Unfortunately, Israel’s efforts to minimize harm to the civilians of Gaza have been confounded by Hamas who consistently place civilians in the line of fire. Hamas, in clear violation of international law, gathers women and children around military targets to use them as human shields. This terrorist regime endangers the people of Gaza by using civilian homes, schools, mosques and hospitals as launching grounds for rockets fired at Israeli civilians and prides itself on the number of its own people martyred to the destruction of Israel. It preys on the moral conscience of the democratic world, which places a premium on innocent lives, knowing that Israel seeks to avoid killing the very same Palestinian civilians whom Hamas militants hide behind and deem dispensable. It is these abominable tactics of Hamas that leads to the “disproportionate” number of Palestinian civilian casualties and which should evoke international condemnation and outrage.

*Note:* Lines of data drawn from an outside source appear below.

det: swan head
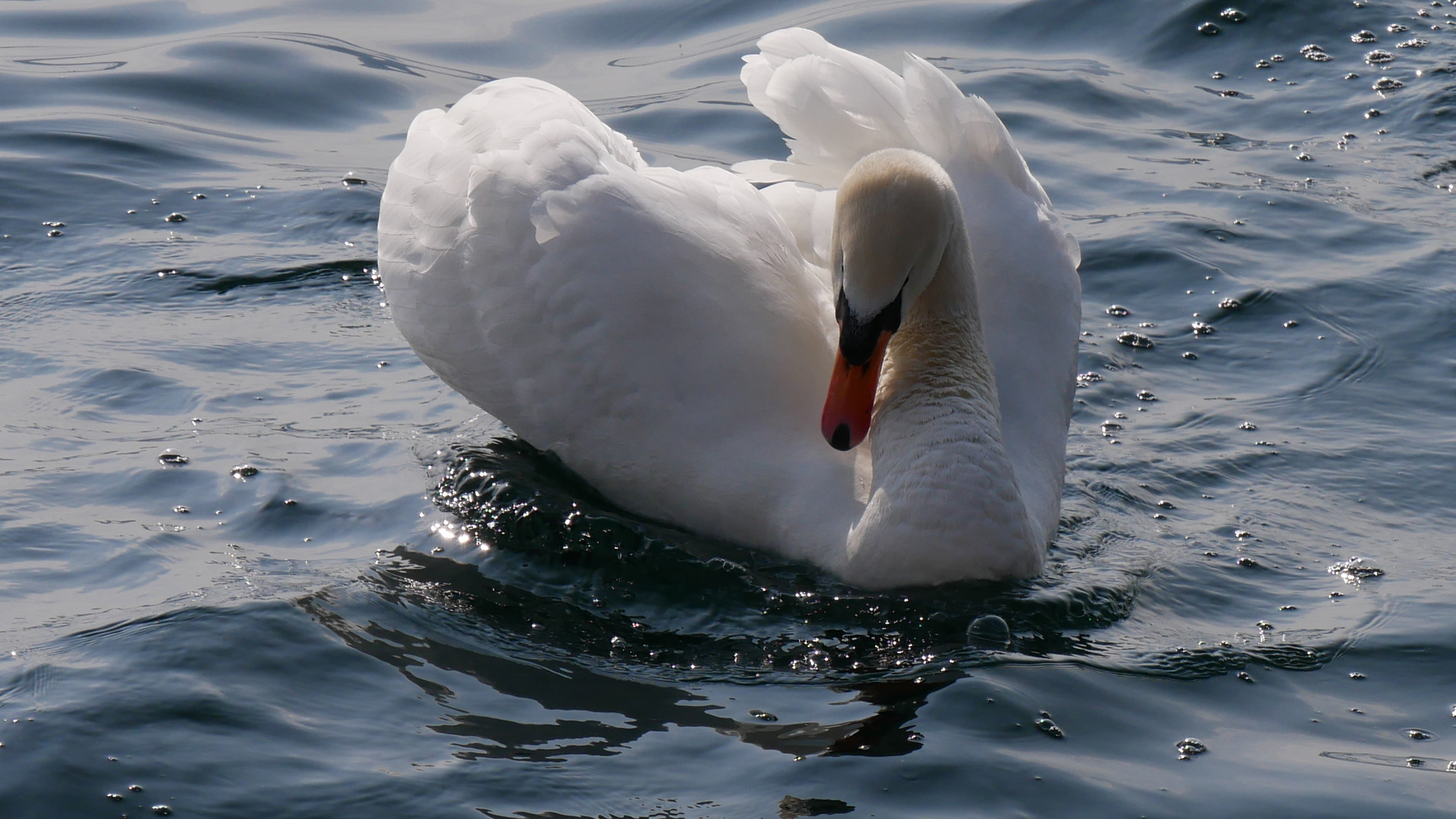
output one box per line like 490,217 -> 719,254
819,149 -> 961,450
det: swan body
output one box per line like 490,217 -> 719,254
380,29 -> 1080,588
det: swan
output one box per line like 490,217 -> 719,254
379,29 -> 1080,588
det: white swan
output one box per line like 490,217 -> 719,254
379,29 -> 1080,588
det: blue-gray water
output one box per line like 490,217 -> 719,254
0,0 -> 1456,819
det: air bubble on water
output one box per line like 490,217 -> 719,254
1033,721 -> 1066,739
1174,736 -> 1209,759
1325,557 -> 1385,583
965,614 -> 1011,650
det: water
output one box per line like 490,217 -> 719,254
0,0 -> 1456,817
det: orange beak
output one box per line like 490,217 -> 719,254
819,330 -> 891,451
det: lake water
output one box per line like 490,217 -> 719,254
0,0 -> 1456,819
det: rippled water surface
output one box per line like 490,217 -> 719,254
0,0 -> 1456,817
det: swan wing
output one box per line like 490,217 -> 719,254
380,79 -> 850,545
734,29 -> 1082,541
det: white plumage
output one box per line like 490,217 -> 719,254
380,29 -> 1080,586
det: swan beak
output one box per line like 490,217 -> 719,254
819,330 -> 891,451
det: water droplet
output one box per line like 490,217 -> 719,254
1175,736 -> 1209,757
1117,330 -> 1153,349
965,614 -> 1011,649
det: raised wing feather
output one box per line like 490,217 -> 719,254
380,79 -> 832,543
734,29 -> 1082,540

We recognize the hardships and painful losses incurred by both sides of this conflict, but we also know that simplistic solutions based on distorted facts are not the answer. Blind calls for an “immediate cessation of hostilities” outside the context of a viable and sustainable security are short-sighted. While this may seem to be an attractive and “humanitarian” solution in the short term, it will not alleviate the plight of Palestinians who suffer under the policies of the Hamas regime nor bring safety to the civilians of Israel who currently live in terror of Hamas rockets.
Every person should rightly be pained by the death and suffering of innocent people wherever they may be. Nonetheless, espousing moral indignation in the face of a skewed and one-sided picture of an immensely complex situation simply delays finding appropriate solutions. How can a letter that calls for humanitarianism and civilian protection point to Israel’s “brutal attacks” while ignoring the countless Israeli efforts to protect Gazan civilians? Why was it deemed irrelevant to mention the significant role of Hamas in the number of Palestinian civilian deaths? It pains us that some would attempt to value the lives and security of one people over the lives and security of another, and to express solidarity with some innocents while ignoring others. As medical students committed to the sanctity and preservation of human life, we too express our grave concern for the protection of innocents and hope for a speedy but viable resolution so that both Palestinians and Israelis can live in peace and safety.”
Rebecca Braunstein, Albert Einstein College of Medicine, MSI
David Faleck, Albert Einstein College of Medicine, MSI
David Stern, Albert Einstein College of Medicine, MSII
I bless the signatories of this letter for keeping their heads about them when so many of their fellow medical students seem to be losing theirs. If a problem, whether it be medical or political, is not diagnosed properly, there can be no cure.